Choose your protocol and base URL
RelayRouter speaks three protocols, so you can use whichever SDK you already have. For OpenAI compatible clients, send POST /v1/chat/completions with base https://relayrouter.io/v1. For Anthropic compatible clients, send POST /v1/messages with base https://relayrouter.io. For Gemini compatible clients, send POST /v1beta/models/{model}:generateContent. The key principle is simple: keep your existing SDK, point the base URL at RelayRouter, and swap the API key. No other code changes are required. This lets you reuse your current streaming logic without rewriting your application around a new client library.
| Protocol | Base URL | Endpoint |
|---|---|---|
| OpenAI compatible | https://relayrouter.io/v1 |
POST /v1/chat/completions |
| Anthropic compatible | https://relayrouter.io |
POST /v1/messages |
| Gemini compatible | (Gemini base) | POST /v1beta/models/{model}:generateContent |
Steps to enable streaming
Setting up a streaming request takes only a few configuration changes. Because RelayRouter is a unified gateway, the same steps apply whether you are using Claude, GPT or Gemini models.
- Create an API key in the dashboard at
https://relayrouter.io/dashboard. - Point your SDK base URL at the correct RelayRouter endpoint for your protocol.
- Set the header
Authorization: Bearer YOUR_API_KEY. - Select a model, for example
gpt-5.5,claude-opus-4-8orgemini-3.5-flash. - Enable streaming in your request and consume the streamed response as usual.
For detailed configuration guidance, see the documentation at https://relayrouter.io/docs.
Available models for streaming
Streaming is supported across the models RelayRouter offers. The Claude line includes claude-opus-4-8 and claude-fable-5. You can also stream from gpt-5.5 and Gemini 3.5 (gemini-3.5-flash). In addition, RelayRouter provides access to DeepSeek, MiniMax and Moonshot models. Because all of these are reachable through the same three compatible protocols, you can switch between providers by changing the model identifier rather than rewriting your streaming code. Live per-model rates are published at https://relayrouter.io/models, so you can confirm current pricing for whichever model you choose to stream.

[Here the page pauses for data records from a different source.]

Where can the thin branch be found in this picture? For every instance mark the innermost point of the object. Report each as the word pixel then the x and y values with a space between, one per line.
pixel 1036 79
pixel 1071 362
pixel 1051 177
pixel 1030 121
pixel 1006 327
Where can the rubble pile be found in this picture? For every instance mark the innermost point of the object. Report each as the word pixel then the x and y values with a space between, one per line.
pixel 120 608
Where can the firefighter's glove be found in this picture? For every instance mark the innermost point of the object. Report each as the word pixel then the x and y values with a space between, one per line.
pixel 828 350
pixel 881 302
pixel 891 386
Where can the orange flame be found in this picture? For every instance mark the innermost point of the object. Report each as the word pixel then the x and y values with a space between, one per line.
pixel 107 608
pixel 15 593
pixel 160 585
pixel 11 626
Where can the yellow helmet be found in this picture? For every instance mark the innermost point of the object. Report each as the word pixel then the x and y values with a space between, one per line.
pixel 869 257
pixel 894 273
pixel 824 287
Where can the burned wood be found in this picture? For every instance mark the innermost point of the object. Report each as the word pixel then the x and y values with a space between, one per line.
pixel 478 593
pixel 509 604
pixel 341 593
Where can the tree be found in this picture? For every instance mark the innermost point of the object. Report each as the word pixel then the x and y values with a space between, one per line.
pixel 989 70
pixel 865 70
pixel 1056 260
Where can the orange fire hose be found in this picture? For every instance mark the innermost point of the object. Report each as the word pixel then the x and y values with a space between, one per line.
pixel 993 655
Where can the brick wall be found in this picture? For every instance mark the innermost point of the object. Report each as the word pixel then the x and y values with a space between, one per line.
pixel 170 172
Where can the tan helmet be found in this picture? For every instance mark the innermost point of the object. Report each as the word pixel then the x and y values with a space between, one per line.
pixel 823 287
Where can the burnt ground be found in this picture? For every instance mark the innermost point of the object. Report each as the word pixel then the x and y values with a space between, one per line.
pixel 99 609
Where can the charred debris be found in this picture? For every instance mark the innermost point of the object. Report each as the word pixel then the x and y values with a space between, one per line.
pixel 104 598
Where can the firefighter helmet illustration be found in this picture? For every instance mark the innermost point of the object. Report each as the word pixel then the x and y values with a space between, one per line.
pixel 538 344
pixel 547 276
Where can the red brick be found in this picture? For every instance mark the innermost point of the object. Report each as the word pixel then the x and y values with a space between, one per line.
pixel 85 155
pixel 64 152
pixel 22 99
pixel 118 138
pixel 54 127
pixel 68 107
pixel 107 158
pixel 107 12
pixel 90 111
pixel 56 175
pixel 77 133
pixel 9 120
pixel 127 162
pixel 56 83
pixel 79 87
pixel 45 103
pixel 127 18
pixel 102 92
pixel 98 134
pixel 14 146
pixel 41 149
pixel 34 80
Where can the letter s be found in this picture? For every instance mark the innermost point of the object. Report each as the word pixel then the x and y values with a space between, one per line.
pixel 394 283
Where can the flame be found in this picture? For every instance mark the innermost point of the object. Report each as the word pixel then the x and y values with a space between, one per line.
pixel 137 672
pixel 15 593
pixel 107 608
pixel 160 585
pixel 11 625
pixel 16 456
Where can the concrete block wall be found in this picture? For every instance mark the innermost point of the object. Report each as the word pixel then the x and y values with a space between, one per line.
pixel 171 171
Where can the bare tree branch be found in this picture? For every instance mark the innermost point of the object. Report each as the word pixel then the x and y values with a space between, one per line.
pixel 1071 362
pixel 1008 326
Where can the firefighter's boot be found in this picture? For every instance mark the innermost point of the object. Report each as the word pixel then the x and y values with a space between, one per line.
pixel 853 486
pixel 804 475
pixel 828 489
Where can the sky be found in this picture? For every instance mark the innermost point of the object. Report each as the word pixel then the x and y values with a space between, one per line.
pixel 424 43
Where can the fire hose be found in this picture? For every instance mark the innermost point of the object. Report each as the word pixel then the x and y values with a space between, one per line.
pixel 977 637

Authentication, pricing and billing
All requests authenticate with Authorization: Bearer YOUR_API_KEY, and you create keys at https://relayrouter.io/dashboard. Payments are handled through Stripe card. Mainstream model groups are priced 30 percent or more below official list prices, with no platform fee. Importantly, failed or errored requests are never billed, which matters for streaming workloads where connections can occasionally drop mid response. This billing model means you only pay for successful completions. For the most current numbers, check the live per-model rates at https://relayrouter.io/models rather than relying on cached figures.
Frequently asked questions
Do I need to rewrite my code to stream through RelayRouter? No. Keep your existing OpenAI, Anthropic or Gemini SDK, point the base URL at RelayRouter, and swap the API key, with no other code changes.
Is streaming supported for all models? Streaming is supported, and you can select models including the Claude line, gpt-5.5, Gemini 3.5, DeepSeek, MiniMax and Moonshot.
Will I be charged if a streaming request fails? No. Failed or errored requests are never billed.